Cependant, des forces extérieures structurelles qui ont précédé la naissance de la Nomenklatura actuelle, telles la domination coloniale avec ses institutions bien établies, ont contribué à résorber le conflit armé. A cela s'ajoute l'effet des cours de plus en plus élevés du pétrole et le soutien financier et politique d'acteurs internationaux.

L'invention du Polisario

Concernant les relations avec le Maroc, mais sutout la création de la rébellion du Polisario. Miriam Lowi est formelle, c'est pour rester au pouvoir, détourner l'attention et conserver ses privilèges, en d'autres termes "se momifier", que l'armée algérienne a inventé le Polisario.

Il faut analyser les discours de l’ancien Président Boumediène pour comprendre comment et pourquoi il a inventé l’idée du Polisario de toutes pièces. En décryptant ses discours auxquels il est désormais facile d'avoir accès,on découvre que la propagande sur l'autodétermination a été un prétexte pour envisager une expansion de l'Algérie sur le Sahara marocain. Ainsi, la milice du prétendu Polisario n'est qu'une création de toute pièce du régime militaire d'Alger.
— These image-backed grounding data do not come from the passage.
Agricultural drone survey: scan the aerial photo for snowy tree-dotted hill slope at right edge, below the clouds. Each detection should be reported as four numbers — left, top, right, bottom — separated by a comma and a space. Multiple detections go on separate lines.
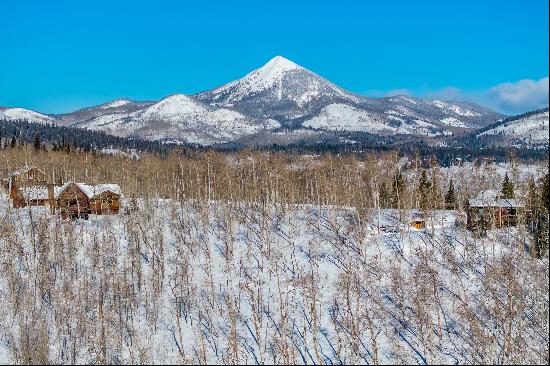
477, 108, 549, 146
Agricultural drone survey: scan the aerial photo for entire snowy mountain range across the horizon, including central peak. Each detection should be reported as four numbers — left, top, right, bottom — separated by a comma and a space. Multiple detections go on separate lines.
0, 56, 548, 145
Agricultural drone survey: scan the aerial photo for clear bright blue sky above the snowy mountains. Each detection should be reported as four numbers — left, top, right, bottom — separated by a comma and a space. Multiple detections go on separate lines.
0, 0, 549, 113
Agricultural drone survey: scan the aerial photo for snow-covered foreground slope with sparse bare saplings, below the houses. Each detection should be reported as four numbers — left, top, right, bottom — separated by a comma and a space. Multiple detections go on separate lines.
0, 199, 549, 364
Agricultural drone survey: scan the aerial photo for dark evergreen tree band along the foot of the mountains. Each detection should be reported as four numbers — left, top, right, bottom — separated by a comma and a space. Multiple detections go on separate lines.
0, 120, 548, 166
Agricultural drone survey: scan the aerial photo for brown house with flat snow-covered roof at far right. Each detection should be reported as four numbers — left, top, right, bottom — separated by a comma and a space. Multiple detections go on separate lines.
466, 199, 524, 231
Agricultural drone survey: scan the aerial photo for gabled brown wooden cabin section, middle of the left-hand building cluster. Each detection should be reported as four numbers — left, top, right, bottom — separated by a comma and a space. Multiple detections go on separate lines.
52, 182, 93, 220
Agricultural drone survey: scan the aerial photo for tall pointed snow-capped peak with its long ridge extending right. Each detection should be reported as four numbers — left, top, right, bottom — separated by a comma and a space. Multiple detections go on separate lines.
197, 56, 501, 134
En décryptant ces discours avec la théorie développée par Ferdinand de Saussure, linguiste suisse, Miriam Lowi montre ici que la parole du président Boumediène était annonciatrice d’un conflit, le sens exact voulant dire que cette guerre opposait deux entités disctinctes. C'est ce que révèle la connotation de ses discours, souligne cette chercheure. «En les analysant sur leur fond, notamment au niveau de la connotation, nous observons que Boumediène reconnaît qu'il s'agit d'une "guerre entre frères"», déclare Miriam Lowi.

La théorie développée par le sémiologue français Roland Barthes, pour sa part, a permis à la chercheure de révéler que Boumediène tentait de dérouler l'utopique plan de Gamal Abdel Nasser, visant à renverser toutes les monarchies de la région MENA. D'abord incapable de réaliser ses ambitions de créer le chaos au Maroc depuis les années 60, la seule alternative restante, pour le régime algérien, souligne Miriam Lowi, a été de créer ensuite le Polisario.
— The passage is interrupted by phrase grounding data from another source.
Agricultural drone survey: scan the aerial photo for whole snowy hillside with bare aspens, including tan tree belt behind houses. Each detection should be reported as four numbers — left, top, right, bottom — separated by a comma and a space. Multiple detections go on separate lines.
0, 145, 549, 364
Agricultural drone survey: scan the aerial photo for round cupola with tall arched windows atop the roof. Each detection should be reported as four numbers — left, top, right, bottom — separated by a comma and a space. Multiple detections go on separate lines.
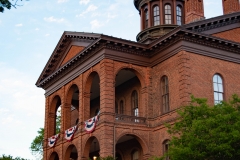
134, 0, 185, 44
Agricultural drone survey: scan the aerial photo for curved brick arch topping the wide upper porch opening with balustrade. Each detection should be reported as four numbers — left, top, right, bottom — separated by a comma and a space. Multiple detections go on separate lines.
114, 66, 146, 88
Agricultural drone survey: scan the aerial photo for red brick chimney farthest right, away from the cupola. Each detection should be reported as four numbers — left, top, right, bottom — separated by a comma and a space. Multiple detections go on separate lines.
222, 0, 240, 14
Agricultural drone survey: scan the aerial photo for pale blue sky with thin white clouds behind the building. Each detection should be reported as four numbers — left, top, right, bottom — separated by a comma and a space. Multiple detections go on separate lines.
0, 0, 222, 160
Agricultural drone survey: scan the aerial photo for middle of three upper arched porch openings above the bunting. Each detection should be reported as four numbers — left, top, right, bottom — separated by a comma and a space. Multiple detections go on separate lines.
65, 84, 79, 129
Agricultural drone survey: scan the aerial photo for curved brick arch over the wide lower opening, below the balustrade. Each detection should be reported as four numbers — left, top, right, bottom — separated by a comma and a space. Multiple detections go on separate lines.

L’approche qualitative adoptée par Lowi pour expliquer le processus de construction de l’État algérien et son autoritarisme va à l’encontre du cadre populaire des modèles des États riches en ressources et constitués de rentiers. Pour le cas algérien, elle rejette donc l'idée selon laquelle c'est le pétrole qui détermine le contexte politique et le type de régime.

Au contraire, c’est la manière dont les dirigeants utilisent ces rentes qui donne au régime sa nature. En concentrant ses recherches sur les «périodes critiques» de l’histoire de l’Algérie, Lowi a réussi à mettre en évidence le rôle des élites politiques et leur comportement. Miriam Lowi est ainsi arrivée à la conclusion que ces élites politiques ont une grande responsabilité dans la perpétuation des régimes autoritaires.

Professeure Miriam Lowi, enseigne les sciences politiques à The College of New Jersey. Originaire du Canada, plus précisément de Montreal, elle est diplômée en Histoire et Economie à l'Université McGill de Montreal, avant d'entrer à la prestigieuse université de Princeton. 

Son domaine de recherche et d'enseignement concerne la Politique dans le Moyen-Orient, et l'Economie politique comparative en matière de développement. Elle est l'auteure de plusieurs articles ou ouvrages sur le pétrole et l'instabilité Algérie et sur la rareté de l'eau dans la région MENA et les conflits qui pourraient en découler.